Bankruptcy and Trying to Get Back on His Feet
Nick's business went bankrupt, leaving him with a difficult time finding a way to get back on his feet. He tried various methods to revive his restaurant but had little success. Eventually, Nick opened Roco in an attempt to get back on track, but the restaurant struggled to attract customers.
Locals' Perception of Roco
Nick's new restaurant, Roco, was met with skepticism from the locals. The locals questioned the high prices and thought that it would be difficult for a small town like King's Lynn to support such an expensive restaurant. One local, who asked not to be named, said that they had heard about Roco but were unsure if it was worth visiting.
The Local's Reputation of Roco
The local described the reputation of Roco as "expensive" and mentioned that customers would think twice before visiting due to its high prices. They also thought that a restaurant like Roco should be smaller, given its size compared to other establishments in the town.
Roco's Menu: A Reflection of Its Reputation
Despite being packed with the best ingredients, Roco struggled to attract customers. The local explained that Nick had the most extraordinary ingredients, but if he didn't sell them, he would eat them. This statement reflected the restaurant's reputation as expensive and its reliance on high-quality ingredients.
The Local's Experience: A Dead Dinner Service
One evening, a local visited Roco and reported having a dead dinner service with no customers in sight. The experience was extraordinary for the local, who had never seen anything like it before. They were curious about how Nick would stimulate his creativity to come up with new ideas.
The Local's Favorite Ingredients: A Glimpse into Nick's Fridge
The local took the opportunity to ask Nick's head chef, Tim, about his favorite ingredients. The local was surprised to find that Nick had an impressive selection of high-quality meats and fish in his fridge. They also found out that the fish trimming and scallops were available for fish soup.
Nick's Fridge: A Reflection of His Ingredients
The local described Nick's fridges as "packed with the best ingredients." However, if he didn't sell them, Nick would eat them himself. The statement reflected the restaurant's reputation as expensive and its reliance on high-quality ingredients.
Why Nick Doesn't Buy Cheaper Produce
The local mentioned that Roco struggles to get fresh produce due to being 20 miles away from the fish fleet. This made it difficult for Nick to source cheaper produce, such as shrimp. The local expressed sympathy towards Nick's situation and suggested that he might be able to find more affordable alternatives.
Nick's Experience: A Feeling of Boredom
The local asked Tim about how Nick would stimulate his creativity to come up with new ideas. The experience was "absolutely dreadful" for the local, who felt a sense of boredom after talking to Tim. However, they mentioned that sometimes watching Ready Steady Cook helped them pick up some interesting ideas.
Nick's Experience: Finding Inspiration on Ready Steady Cook
The local explained that they were surprised to find that Nick had become excited and stimulated after watching Ready Steady Cook. The show was a program where contestants competed against each other, showcasing their culinary skills. However, the local thought it was "dreadful" for Nick to become so enthusiastic.
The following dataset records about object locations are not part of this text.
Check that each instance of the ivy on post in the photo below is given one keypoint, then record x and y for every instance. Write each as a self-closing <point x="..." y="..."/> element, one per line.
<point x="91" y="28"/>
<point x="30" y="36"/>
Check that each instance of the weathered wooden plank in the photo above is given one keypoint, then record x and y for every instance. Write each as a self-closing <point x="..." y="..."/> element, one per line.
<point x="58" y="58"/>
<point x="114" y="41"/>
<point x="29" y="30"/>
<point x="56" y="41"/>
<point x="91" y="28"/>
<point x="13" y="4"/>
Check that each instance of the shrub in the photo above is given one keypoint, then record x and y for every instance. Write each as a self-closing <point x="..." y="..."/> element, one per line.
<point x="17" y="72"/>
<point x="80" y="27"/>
Taking a Tour of Roco's Fridge
The local asked Tim about his favorite ingredients in the fridge, which led to an extensive tour of Nick's kitchen and storage area. The local described the experience as amazing, with an abundance of high-quality meats and fish available. They were impressed by Nick's dedication to using only the best ingredients.
Nick's Approach to Food: Taking Risks
The local reflected on their conversation with Tim, describing how Nick had a tendency to take risks when it came to his food. He emphasized that this could be both good and bad for the restaurant. The local suggested that if Nick didn't sell his high-quality ingredients, he would eat them himself.
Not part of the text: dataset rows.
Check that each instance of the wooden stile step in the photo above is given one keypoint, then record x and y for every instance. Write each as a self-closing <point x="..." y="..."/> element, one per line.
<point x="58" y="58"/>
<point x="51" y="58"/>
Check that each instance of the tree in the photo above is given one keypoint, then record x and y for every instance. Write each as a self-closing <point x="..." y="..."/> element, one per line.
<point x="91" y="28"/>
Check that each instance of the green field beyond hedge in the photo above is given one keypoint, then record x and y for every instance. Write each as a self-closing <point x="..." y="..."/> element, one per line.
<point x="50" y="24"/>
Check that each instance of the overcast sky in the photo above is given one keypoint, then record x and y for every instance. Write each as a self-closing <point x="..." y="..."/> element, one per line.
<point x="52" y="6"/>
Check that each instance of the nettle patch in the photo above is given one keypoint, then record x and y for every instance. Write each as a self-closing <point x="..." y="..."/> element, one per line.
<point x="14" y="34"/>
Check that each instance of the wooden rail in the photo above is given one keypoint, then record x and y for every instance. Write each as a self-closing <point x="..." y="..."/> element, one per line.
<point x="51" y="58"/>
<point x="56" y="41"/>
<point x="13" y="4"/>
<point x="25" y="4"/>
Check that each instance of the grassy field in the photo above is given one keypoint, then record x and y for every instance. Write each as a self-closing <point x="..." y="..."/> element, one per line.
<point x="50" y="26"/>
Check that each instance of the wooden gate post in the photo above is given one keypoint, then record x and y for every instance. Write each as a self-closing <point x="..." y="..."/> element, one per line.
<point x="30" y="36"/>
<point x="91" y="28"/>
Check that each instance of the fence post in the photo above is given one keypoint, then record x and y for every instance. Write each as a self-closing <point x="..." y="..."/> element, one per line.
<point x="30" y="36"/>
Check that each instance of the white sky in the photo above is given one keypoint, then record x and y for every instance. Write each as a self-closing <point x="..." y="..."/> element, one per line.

Conclusion: Roco's Struggles Continue
Roco continues to struggle to attract customers due to its reputation as expensive. Despite having an impressive selection of high-quality ingredients, the restaurant struggles to find its footing in the market. The locals' perception of Roco is that it has gone too far and needs a more balanced approach. Nick's dedication to using only the best ingredients has both helped and hindered his restaurant's success.
The local expressed their sympathy towards Nick's situation and suggested that he might be able to find more affordable alternatives for sourcing produce. However, they also acknowledged the challenges of running a high-end restaurant like Roco. As the locals continue to question the viability of Roco, it remains to be seen whether the restaurant will eventually find its place in King's Lynn.